Thank you for sharing and as Amy stated you always have us to talk to. 🙂
Thanks Brittany. It’s is so nice to know that people are out there to listen! It’s especially nice that friends from past lives are still out there.
BTW, you owe no one and explaination of why he was born early. (I mean, except for the drs and the like.) In groups of preemie mom friends, I will tell the story- the bacterial infection and then PPROM- but to others I just simply say, “He just was.”
Hi Melissa! I am Laura and I have/had PPD and PTSD from the premature birth of my son too. My other child was in the hospital Tuesday for minor surgery and I had little flashbacks all day. They were easily managed but still there.
Hugs and take care of yourself.
Laura, WaldenMommy
Nice to meet you Laura! I can’t imagine how much my anxiety would flare up if either one of my kids had to be in the hospital. Thank you for sharing with me. It is always comforting to know we are not alone!
Penny Dewberry
Melissa, thank you so much for being brave and putting yourself out here. It has helped me to read this and I will strive to start telling when this happens to me too. For me, there is so much shame there too.

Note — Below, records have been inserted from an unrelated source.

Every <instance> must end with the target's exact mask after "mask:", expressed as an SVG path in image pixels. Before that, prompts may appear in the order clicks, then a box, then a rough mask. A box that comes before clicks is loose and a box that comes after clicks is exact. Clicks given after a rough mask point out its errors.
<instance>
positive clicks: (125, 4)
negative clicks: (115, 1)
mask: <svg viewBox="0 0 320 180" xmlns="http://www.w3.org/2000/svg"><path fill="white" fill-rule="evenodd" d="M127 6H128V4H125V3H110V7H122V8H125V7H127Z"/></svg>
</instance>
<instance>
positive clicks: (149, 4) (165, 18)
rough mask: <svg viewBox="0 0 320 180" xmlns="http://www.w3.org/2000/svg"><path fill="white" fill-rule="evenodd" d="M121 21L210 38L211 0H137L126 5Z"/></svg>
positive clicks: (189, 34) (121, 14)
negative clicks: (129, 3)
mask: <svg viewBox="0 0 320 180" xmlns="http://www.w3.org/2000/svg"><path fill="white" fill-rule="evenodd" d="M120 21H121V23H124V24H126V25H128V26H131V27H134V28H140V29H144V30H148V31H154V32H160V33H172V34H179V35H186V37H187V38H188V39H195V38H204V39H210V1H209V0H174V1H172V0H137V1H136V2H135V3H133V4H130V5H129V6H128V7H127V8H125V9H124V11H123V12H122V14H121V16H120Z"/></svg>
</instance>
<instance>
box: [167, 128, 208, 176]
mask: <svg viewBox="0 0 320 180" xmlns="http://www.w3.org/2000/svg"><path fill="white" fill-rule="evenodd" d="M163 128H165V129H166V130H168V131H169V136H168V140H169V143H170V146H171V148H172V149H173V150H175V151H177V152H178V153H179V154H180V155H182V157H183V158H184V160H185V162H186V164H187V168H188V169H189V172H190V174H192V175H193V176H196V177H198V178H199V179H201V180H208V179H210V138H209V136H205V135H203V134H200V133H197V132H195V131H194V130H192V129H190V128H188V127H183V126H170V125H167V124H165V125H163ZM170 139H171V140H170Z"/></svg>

Shame is a big one for me too. I dread when someone asks me “why was he born so early?”. I don’t have an answer like preeclampsia, HELLP, IUGR, etc. For me, my cervix just failed. It has taken me a long time to change my statement from “my body failed” to “my cervix failed”. One of those statements feels less shameful for me.
Hang in there and know you are not alone. I have learned the preemie community is full of fierce and supportive people.
Your honesty with us, and yourself, is amazing. I feel the same way whenever my kids’ are getting their oxygen tested at the doc. When Connor was 10 days old his oxygen was so low and I remember the look on his doctor’s face when she said I needed to get in the car and drive to the hospital immediately. I made a comment about going home to get my other kid (since I was just there for a routine appointment, a neighbor was sitting in our house while Trevor napped) and she held my arm and said, “No. You need to go *right now*.” He spent a week in the NICU as he battled RSV and a kidney infection (which, miraculously, helped us discover his VUR). That was so very minor compared to the things you’ve dealt with that I can’t imagine how much anxiety you hold on a daily basis.
Take good care of yourself and know that you have so many hands to hold should you need them.
Thanks Amy. It is amazing how liberating talking about this is – almost like confessing it lessens it. I am blessed with an amazing community of friends and have learned that leaning on them is the smartest thing I can do. Glad I know you are one of those people I can lean on.